Review: Stattbad Wedding Opening Party

Last weekend, Stattbad Wedding proved that a winter club-opening in Berlin can be every bit as dramatic as a summer club-opening in Ibiza.

Stattbad is definitely a special venue for special nights. A 100 year-old city bath, it has been in temporary usage since 2009, when it was bought by the Quantum Real Estate and Project Development Company.

While it languishes in Quantum's pre-development purgatory, an artistic group called RIOTarts have been using the building as an arts and music venue.

As the building's fate will ultimately be decided by somebody other than themselves, RIOTarts have made a virtue of the pool's existing features instead of adding new ones. The result is a typical fusion of the industrial and the artistic, where a temporary and improvized structure has been elevated to new heights by the creative minds occupying it. At Stattbad's various exhibitions and parties, the pool's hygienic white background has served as a minimal canvas for creative experimentation.
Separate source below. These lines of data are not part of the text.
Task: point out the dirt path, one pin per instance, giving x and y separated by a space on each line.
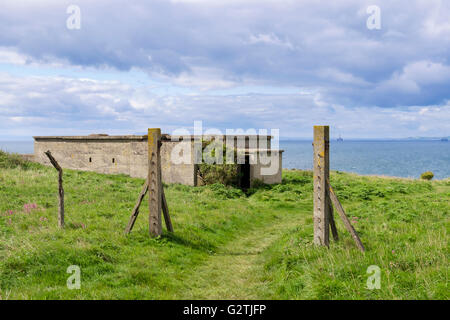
234 271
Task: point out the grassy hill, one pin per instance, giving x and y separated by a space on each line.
226 244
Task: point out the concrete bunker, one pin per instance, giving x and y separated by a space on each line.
128 154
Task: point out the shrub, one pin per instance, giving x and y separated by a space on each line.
227 173
427 175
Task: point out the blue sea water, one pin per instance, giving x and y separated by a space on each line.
407 158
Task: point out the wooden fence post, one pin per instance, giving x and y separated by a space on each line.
154 182
60 189
320 176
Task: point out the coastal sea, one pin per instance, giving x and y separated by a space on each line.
400 158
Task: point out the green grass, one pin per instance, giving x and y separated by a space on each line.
226 244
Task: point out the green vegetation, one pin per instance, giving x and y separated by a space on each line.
428 175
227 174
227 243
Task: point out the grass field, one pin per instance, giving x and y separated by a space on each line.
226 244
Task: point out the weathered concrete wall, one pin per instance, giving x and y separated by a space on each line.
112 156
129 155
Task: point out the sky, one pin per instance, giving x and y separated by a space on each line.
120 67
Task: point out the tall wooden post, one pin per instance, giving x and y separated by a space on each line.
154 182
321 175
60 188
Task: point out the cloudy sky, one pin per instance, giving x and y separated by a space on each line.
271 64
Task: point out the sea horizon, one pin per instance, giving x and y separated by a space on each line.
403 158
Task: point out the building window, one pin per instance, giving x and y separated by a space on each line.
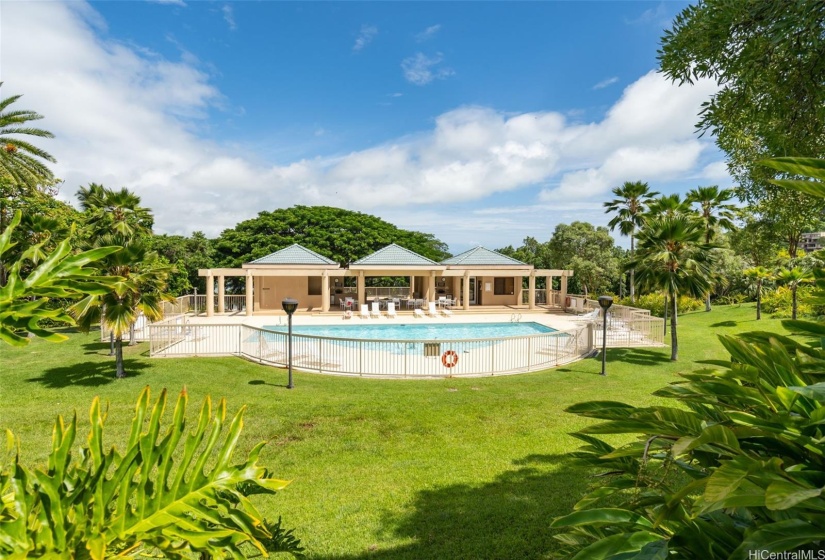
315 285
503 286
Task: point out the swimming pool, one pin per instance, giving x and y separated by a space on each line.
426 331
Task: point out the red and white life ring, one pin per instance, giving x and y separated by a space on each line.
449 358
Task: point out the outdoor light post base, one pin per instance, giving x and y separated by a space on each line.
289 305
604 302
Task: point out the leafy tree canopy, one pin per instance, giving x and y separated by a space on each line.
590 252
187 254
769 61
341 235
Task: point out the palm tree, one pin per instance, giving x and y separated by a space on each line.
672 257
629 207
141 290
19 158
758 274
714 211
793 278
669 205
117 218
110 211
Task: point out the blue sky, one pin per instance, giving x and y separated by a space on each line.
479 122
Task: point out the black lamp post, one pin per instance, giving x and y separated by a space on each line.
604 302
289 305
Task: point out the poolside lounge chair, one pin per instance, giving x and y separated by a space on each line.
376 309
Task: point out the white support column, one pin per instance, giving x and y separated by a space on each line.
531 290
548 290
249 288
210 294
325 292
221 294
563 291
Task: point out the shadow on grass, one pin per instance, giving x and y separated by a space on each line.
506 518
638 356
724 324
262 382
101 348
87 374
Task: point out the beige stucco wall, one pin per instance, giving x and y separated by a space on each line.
270 291
489 298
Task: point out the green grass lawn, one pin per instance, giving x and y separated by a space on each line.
389 469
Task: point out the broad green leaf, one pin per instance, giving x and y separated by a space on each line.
611 547
716 435
783 494
815 391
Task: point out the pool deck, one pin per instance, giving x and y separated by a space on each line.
555 320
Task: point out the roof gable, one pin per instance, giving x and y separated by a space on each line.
479 256
294 254
395 255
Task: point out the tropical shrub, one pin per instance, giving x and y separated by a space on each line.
26 300
655 303
779 303
171 492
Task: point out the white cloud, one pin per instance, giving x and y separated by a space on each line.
124 117
420 69
608 82
229 17
428 33
716 171
657 16
365 37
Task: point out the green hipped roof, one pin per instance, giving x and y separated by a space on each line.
395 255
479 256
294 254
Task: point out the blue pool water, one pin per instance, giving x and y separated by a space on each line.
424 331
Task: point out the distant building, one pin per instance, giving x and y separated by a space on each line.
813 241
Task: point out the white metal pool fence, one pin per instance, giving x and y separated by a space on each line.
386 358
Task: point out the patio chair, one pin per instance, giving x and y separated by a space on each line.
376 309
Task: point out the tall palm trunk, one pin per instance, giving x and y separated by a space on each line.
632 272
674 343
758 300
793 303
707 296
120 371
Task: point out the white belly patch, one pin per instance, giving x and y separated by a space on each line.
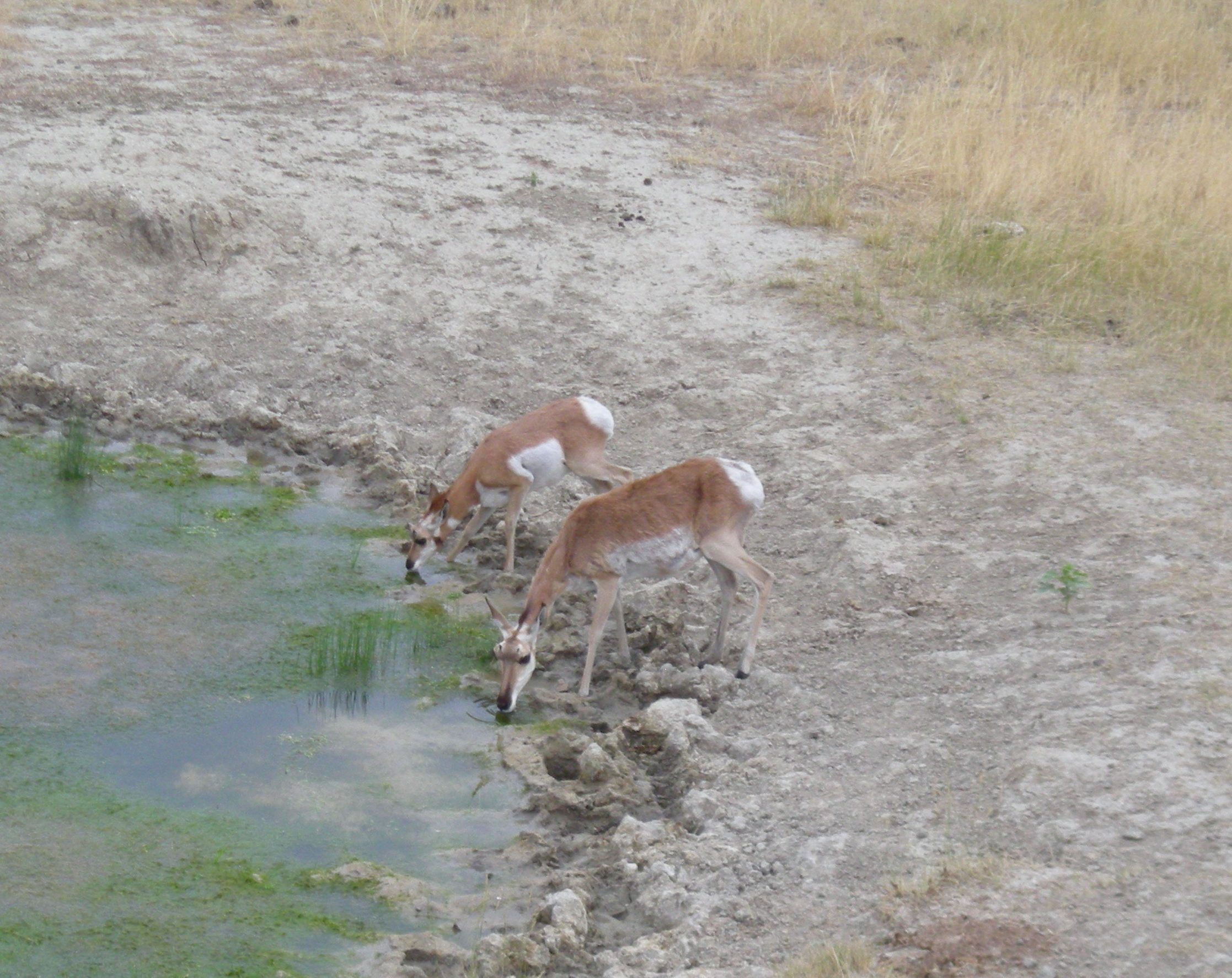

When I arrived at Stattbad for its opening party last Saturday though, I discovered that the pool itself was just the tip of the condensation-slicked iceberg. Its angled floor eased punters down the slippery slope to debauchery, leading them deeper into the maintenance rooms beneath the pool, where the larger - and headier - part of the club was located.

At the bottom of a long flight of stairs, several corridors encircled by water pipes led off in different directions. Some led to dead ends and hidden alcoves, while others to bigger and better dance floors.

As I spilled out into one of these along with an endless stream of newcomers, Florian Meindl was playing. His echoing, metallic-edged tech-house was enhanced by the cold, hard surroundings.

It was hard to tell what floor was supposed to be which. All three were brimming with people and all three featured DJs who were banging out various shades of techno and drum n bass, all of which was very danceable. Highlights of the musical line-up were the aforementioned Florian Meindl as well as Studio 80's Flowing and Sweden's Am Track, if I remember correctly.

The venue was every bit as elusive in real life as it looked in the pictures: full of hidden corners and shifting perspectives. Lights were refracted off of tiles; projections were distorted by the ever-present pipes and water cisterns. Nothing was revealed in its entirety. It seemed an apt visual metaphor for places like Stattbad Wedding, which seem reluctant to expose their greatness lest the investors swoop in and sell it away.